Lo scorrere del tempo e le umane inquietudini non sono che parvenze; occorre riconoscerle per tali e penetrare finché si può l’inaccessibile matrice. La contemplazione dell’unità è perciò liberatrice, conducendo il praticante all’intima unità delle cose, all’universo «uno, infinito, immobile». Contemplare è fissare la quiete fondamentale dell’essere, sfondare la dimensione del tempo con le sue ansie, penetrare la pace abbandonandosi alla realtà primigenia. «Doglia o timore… piacere o speranza» sono lasciati indietro, nel mare delle cose cangianti nel perenne illusorio divenire.

I «veri contemplatori dell’istoria della natura» capiscono che nella sua essenza l’universo non ha alto o basso, giusto o sbagliato, grande o piccolo, lontano o vicino, bensì un’identità del tutto che ha l’assoluta unità come suo solo attributo. Contemplare e vedere (vedere è qui adoperato come sinonimo di conoscere, in quanto le visioni bruniane devono essere assimilate a forme sapienziali) tale realtà unitaria significa liberarsi dalle pene di questa terra, lasciare i timori del futuro o del destino perché nell’eterna ciclicità cosmica nulla muta, ma tutto cambia volto. L’uomo in contemplazione, con gli occhi fissi alle stelle, si libera da ogni timore, speranza e da altre dispersioni per gioire della «beatitudine» di essere nell’essere.

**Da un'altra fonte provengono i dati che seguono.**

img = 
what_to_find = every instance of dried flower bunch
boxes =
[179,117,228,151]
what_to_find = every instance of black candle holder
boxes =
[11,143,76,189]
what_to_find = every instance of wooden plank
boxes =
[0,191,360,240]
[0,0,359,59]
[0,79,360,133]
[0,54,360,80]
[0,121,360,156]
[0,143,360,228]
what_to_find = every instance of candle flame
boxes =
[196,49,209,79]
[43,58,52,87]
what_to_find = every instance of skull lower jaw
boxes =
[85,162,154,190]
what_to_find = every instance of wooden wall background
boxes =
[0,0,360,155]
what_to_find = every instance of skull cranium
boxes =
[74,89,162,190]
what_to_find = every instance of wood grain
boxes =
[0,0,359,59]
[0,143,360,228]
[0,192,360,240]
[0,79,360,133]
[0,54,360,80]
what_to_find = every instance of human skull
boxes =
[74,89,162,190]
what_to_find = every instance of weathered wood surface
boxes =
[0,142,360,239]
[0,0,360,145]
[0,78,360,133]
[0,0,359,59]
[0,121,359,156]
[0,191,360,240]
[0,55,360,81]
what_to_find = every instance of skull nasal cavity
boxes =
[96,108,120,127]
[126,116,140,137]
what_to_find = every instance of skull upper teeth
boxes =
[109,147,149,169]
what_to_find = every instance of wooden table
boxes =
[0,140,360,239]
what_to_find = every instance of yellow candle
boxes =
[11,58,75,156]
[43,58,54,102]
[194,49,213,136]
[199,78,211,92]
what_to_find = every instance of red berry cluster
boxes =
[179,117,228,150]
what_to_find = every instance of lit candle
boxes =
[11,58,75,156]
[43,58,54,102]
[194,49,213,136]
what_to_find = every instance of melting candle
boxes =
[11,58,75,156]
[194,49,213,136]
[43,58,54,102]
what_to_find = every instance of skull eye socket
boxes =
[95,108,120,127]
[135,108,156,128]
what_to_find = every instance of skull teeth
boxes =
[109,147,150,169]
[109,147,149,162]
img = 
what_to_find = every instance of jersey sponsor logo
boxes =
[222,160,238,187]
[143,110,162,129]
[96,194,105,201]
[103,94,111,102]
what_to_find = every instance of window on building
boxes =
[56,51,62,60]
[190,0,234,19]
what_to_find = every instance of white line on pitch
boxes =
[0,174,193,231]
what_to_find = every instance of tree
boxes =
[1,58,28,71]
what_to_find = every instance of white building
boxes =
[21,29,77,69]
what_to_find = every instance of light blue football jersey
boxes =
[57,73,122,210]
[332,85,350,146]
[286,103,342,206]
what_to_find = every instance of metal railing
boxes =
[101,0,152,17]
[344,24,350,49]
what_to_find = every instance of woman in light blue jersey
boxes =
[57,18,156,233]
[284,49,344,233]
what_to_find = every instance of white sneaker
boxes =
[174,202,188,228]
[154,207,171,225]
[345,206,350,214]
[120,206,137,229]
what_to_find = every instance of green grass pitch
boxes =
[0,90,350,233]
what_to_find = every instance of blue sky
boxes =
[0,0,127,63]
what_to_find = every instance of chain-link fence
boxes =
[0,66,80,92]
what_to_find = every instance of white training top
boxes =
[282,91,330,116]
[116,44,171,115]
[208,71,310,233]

I tempi concreti della contemplazione sono dati dall’uso dello strumento che è stato da Bruno stesso assimilato alla magia, quasi l’esaurisse in sé; l’arte della memoria. Le immagini del De umbris idearum e del Cantus circaeus hanno solo come secondo fine quello di potenziare la memoria, intendendo altresì come fine primario quello di dilatare la mente dell’adepto, ricorrendo a figure atte a proiettare la sua psiche al contatto diretto con le idee.

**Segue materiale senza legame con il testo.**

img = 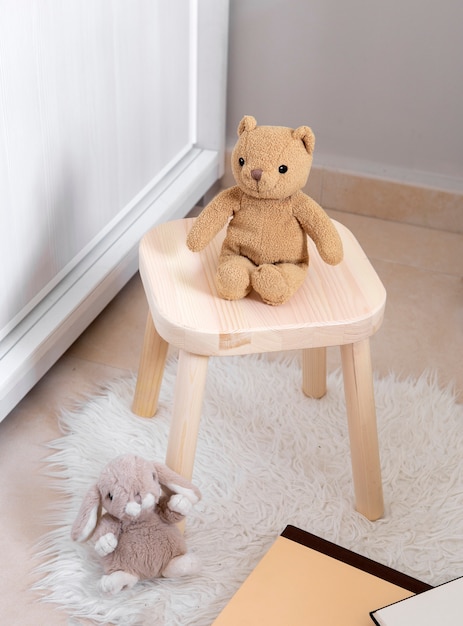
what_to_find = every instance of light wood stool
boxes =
[133,219,386,520]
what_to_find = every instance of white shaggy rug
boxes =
[38,354,463,626]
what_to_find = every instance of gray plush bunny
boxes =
[71,454,201,594]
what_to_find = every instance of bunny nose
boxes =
[125,501,141,517]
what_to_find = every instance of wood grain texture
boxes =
[134,219,386,520]
[140,219,386,356]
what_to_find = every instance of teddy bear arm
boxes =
[187,187,241,252]
[294,194,343,265]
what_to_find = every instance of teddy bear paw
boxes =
[215,258,251,300]
[95,533,117,556]
[251,264,291,305]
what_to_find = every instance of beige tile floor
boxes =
[0,212,463,626]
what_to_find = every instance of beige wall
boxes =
[227,0,463,194]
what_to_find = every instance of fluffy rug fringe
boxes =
[33,354,463,626]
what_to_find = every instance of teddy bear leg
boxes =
[161,552,200,578]
[215,255,256,300]
[100,570,138,595]
[251,263,307,305]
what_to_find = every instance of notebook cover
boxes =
[213,526,431,626]
[370,577,463,626]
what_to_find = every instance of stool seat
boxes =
[133,219,386,519]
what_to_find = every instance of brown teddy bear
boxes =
[187,116,343,305]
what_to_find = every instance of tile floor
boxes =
[0,212,463,626]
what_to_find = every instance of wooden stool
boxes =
[133,219,386,520]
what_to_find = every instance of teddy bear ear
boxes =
[238,115,257,137]
[293,126,315,155]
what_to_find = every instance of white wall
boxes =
[227,0,463,191]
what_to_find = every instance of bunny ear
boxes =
[154,463,201,504]
[71,485,101,541]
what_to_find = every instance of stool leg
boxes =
[341,339,384,521]
[132,313,169,417]
[302,348,326,399]
[166,350,209,480]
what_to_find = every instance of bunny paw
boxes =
[95,533,117,556]
[100,570,138,595]
[167,493,193,515]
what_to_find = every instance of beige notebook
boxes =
[214,526,430,626]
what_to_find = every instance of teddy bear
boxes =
[187,115,343,305]
[71,454,201,594]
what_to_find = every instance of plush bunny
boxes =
[71,454,201,594]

Tale opera è realizzabile mediante l’interiorizzazione di immagini, quindi attraverso un “vedere” proiettato all’interno. Questo elemento visionario, unito a una predicata necessità dell’errore (Spaccio della bestia trionfante), congiungono idealmente e praticamente Giordano Bruno all’ambito dei sapienti che adoperavano le visioni estatiche come vera forma di conoscenza, di coloro che Platone chiamava i veri saggi, giudicando se stesso solo un filosofo, dei presocratici legati a Eleusi e a Dioniso. Le immagini bruniane dovevano essere collocate nella interiorità cosciente mediante la vista figurativa. Tale immaginazione comportava un mutamento sapienziale nell’officiante, quindi è legittimo dichiarare l’equipollenza di vedere e conoscere per Giordano Bruno. Tale equivalenza è il cardine su cui si basa la trattazione dei presocratici mirabilmente compiuta da Giorgio Colli (La sapienza greca, voll. I e II, cit., Introduzioni). Ne consegue che la filosofia del nolano si ricollega a una tradizione conoscitiva risalente al culto misterico di Dioniso officiato a Eleusi.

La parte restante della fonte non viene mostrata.